Я сидела на кухне и ковыряла красивое муссовое пирожное ложечкой, когда Андрей подошел ко мне. У нас уже были не лучшие отношения: мало общались, мало целовались, о сексе я вообще молчу. Мы не ругались, хотя лучше бы ругались, так хоть какая-то эмоциональная связь сохранилась бы. Андрей присел рядом и своим решительным взглядом заставил меня посмотреть на него.

— Мира, в последнее время у нас были сложности, проблемы с взаимопониманием, ссоры. Я считаю, что нужно что-то сделать, чтобы вернуть все на свои места, ведь нам может быть хорошо вместе.

— И что ты предлагаешь?

— Давай поедем на дней пять куда-нибудь за город или вообще в другую страну. Я хочу все вернуть, хочу, чтобы мы вспомнили, как это быть влюбленными в друг друга. Выбирай место, через два дня и поедем.

— Оставишь свою работу? — печально улыбаюсь я.

— Конечно. Работа подождет, я хочу наладить с тобой отношения, хочу, чтобы не было недосказанности и обид. Так что, куда ты хочешь?

— Хочу в свой домик в Юрмале.

— Отлично, прямо сейчас закажу билеты на самолет. Я люблю тебя, Мира, — Андрей подходит ко мне и целует в макушку.

— И я тебя.

Мне нравится идея Андрея. Нужно попытаться сохранить то, что было между нами, разрушать всегда легче, чем сохранять. Я решаю попытаться полюбить Андрея сильнее, чем сейчас, вызвать в себе не только уважение и благодарность, а также страсть и теплоту.

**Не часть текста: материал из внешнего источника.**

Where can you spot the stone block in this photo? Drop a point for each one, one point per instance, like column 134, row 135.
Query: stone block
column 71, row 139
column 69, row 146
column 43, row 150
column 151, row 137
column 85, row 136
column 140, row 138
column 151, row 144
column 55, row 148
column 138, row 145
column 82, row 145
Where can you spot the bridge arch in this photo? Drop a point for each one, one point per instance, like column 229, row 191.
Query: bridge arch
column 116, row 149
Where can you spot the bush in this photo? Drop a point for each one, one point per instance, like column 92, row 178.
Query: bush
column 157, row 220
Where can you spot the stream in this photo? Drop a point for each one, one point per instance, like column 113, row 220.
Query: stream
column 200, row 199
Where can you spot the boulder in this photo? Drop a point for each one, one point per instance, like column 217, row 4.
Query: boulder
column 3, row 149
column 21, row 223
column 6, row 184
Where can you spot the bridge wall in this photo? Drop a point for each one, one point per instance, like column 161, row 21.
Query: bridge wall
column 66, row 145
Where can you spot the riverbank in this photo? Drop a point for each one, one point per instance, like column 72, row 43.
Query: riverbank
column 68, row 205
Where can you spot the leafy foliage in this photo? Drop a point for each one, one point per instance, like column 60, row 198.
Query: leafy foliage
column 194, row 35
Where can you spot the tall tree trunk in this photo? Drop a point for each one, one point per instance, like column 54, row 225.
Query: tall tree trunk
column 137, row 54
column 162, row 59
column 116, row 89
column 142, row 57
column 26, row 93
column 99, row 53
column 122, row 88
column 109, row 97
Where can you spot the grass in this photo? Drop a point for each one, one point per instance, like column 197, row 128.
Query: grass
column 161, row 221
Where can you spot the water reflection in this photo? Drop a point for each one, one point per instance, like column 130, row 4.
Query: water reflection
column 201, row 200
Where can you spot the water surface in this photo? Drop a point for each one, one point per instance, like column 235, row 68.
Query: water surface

Ремонт в моем доме уже закончен: я выбрала теплый уютный минимализм с интересными деталями. Пол везде из светлого дерева, стены молочные с тоненькими гранями лепнины, на кухне мебель из коричневого благородного дерева. В импровизированной гостиной диваны-зефирки и пушистый коврик, еще картина с черной выпуклой абстракцией. Спальня единственная комната, где одна из стен — бирюзовые доски. Очаровательная спальня, на мой взгляд: кровать из потертого дерева, небольшая золотистая скамеечка перед ней, золотые торшеры, люстра из переплетенных жемчужных бус и старинный деревянный стол у окна. За этим столом, на удобном коричневом кресле, я буду писать. Всегда мечтала именно о таком столе: может он и великоват для этой комнаты, я его увидела в интернет-магазине и поняла — мое. По мне, так вышло неплохо, главное мне уютно в этом доме. Андрей сказал, что ему понравилось. Знаю, что для него простовато, а мне в самый раз.